All’interno del Fondo Grubicy-Benvenuti sono state reperite decine di missive e altra documentazione concernente Aleardo Kutufà. Tra queste spicca un biglietto di saluti inviato dall’artista a Vittore Grubicy, presumibilmente nel 1915, quando ancora risiedeva a Livorno in Piazza Carlo Alberto. Ancora più significative sono le oltre 50 testimonianze epistolari intercorse con Benvenuto Benvenuti tra il 1911 e il 1951, con particolare riferimento alle vicende degli anni Quaranta, periodo cruciale della collaborazione tra i due artisti per la redazione del “Colloquio” poi pubblicato nel 1944. Questo materiale non solo documenta il travagliato percorso editoriale dell’opera, complicato dalla guerra in corso, ma, sotto il profilo filologico, permette di apprezzare una serie di progetti realizzativi, ipotesi di lavoro, glosse e varianti (anche relativamente al titolo: L’erede Spirituale Di Vittore Grubicy - L’architettura del Sogno- Benvenuto Benvenuti; Benvenuto Benvenuti Pittore Architetto; Pittori Labronici. Benvenuto Benvenuti. Un colloquio di Aleardo Kutufà d’Atene) che poi non furono inclusi nella versione finale.

In un’ottica di continuità strategica nella programmazione culturale della Pinacoteca Comunale Carlo Servolini, la mostra prosegue il dialogo con Raoul Dal Molin Ferenzona, di cui Aleardo Kutufà fu ammiratore e collaboratore. Una silloge di rare incisioni di Dal Molin Ferenzona, cortesemente concesse da Emanuele Bardazzi, rinnova l’attenzione per questo protagonista già al centro della precedente mostra Enchiridion notturno. Queste opere esplorano tematiche riconducibili a “misteri conventuali” avvolti di languido misticismo e sensualismo religioso, pienamente in linea con la poetica crepuscolare maturata dall’artista a Roma attraverso la frequentazione del cenacolo letterario dell’amico fraterno Sergio Corazzini. Le incisioni appartengono in buona parte al cosiddetto periodo “purista” di Ferenzona, nel quale, attraverso la puntasecca e la punta di diamante, otteneva un segno distillato, sottile e a tratti evanescente per delineare figure monastiche prevalentemente femminili, pervase di enigmatica indecifrabilità, con evidenti riferimenti ai volti sfingei dell’artista belga Fernand Khnopff, del quale è esposta a titolo di confronto la puntasecca Un voile.

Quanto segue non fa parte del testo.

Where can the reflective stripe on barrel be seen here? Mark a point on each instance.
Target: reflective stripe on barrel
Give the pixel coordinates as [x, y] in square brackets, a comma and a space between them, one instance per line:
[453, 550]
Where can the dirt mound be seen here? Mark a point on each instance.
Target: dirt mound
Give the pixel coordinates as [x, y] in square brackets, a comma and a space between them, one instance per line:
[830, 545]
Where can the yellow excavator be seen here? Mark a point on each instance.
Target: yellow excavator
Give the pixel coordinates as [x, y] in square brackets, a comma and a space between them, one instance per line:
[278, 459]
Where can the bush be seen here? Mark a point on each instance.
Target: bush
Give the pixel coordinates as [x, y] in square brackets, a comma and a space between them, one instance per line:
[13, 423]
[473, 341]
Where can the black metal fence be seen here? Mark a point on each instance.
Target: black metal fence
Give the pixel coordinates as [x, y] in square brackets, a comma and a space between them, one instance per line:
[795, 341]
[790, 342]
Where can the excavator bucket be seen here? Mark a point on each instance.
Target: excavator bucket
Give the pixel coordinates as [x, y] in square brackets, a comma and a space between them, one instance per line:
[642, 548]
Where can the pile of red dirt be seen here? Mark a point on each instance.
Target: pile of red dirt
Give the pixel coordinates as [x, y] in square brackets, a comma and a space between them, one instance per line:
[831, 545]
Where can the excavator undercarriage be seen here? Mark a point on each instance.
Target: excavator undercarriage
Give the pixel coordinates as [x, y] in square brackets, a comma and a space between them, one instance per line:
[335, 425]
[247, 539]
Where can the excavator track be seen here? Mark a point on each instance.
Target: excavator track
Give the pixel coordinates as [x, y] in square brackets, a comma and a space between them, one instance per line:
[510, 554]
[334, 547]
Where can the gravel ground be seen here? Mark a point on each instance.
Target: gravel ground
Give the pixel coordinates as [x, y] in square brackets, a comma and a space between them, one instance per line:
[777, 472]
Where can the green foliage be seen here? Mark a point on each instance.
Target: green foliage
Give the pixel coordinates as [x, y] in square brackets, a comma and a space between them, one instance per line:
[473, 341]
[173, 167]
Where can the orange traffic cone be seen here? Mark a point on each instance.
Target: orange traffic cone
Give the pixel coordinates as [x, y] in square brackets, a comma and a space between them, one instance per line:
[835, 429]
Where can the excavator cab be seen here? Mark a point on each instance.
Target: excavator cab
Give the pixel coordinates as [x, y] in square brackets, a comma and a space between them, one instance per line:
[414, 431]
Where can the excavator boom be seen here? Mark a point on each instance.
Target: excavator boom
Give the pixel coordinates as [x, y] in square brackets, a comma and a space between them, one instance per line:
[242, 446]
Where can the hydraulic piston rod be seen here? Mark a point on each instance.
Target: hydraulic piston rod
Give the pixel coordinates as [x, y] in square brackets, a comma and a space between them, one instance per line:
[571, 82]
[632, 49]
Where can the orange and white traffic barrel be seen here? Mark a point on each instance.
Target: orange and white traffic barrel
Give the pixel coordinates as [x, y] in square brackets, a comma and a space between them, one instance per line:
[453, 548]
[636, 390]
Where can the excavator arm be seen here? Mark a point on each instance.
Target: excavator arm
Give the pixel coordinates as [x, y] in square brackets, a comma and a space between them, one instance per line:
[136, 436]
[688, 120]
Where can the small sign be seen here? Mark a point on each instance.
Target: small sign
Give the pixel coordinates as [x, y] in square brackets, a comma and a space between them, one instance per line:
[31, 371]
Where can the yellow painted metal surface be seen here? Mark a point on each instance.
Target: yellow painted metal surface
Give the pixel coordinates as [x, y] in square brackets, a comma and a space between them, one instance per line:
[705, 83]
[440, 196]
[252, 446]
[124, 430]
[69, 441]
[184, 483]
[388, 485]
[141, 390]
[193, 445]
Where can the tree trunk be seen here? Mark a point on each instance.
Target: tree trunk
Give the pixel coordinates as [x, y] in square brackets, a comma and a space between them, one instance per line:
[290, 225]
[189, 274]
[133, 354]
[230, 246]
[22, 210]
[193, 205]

La mostra offre un percorso anche su quella eccezionale congiuntura del crepuscolarismo romano, che si abbeverò ampiamente alla letteratura poetica del Simbolismo belga, eleggendo la malinconia silente dei chiostri e dei conventi a suggestiva fonte ispiratrice. Un riferimento imprescindibile è il romanzo Bruges-La-Morte di Georges Rodenbach, da cui trasse spunto anche Georges de Feure (pseudonimo di Georges Joseph van Sluijters), nato a Parigi da padre olandese e madre belga, nell’album Bruges mystique et sensuelle eseguito nel 1899. Di quest’opera sono esposte due litografie (La Canal e Le Marché aux puces) unitamente a un soggetto analogo pubblicato in Les Maîtres de l’affiche. De Feure colse dai libri dello scrittore belga (non solo Bruges-La-Morte ma anche il successivo romanzo Le Carillonneur) la doppia anima sensuale e sognante di Bruges, dove si intrecciavano misticismo e amore passionale.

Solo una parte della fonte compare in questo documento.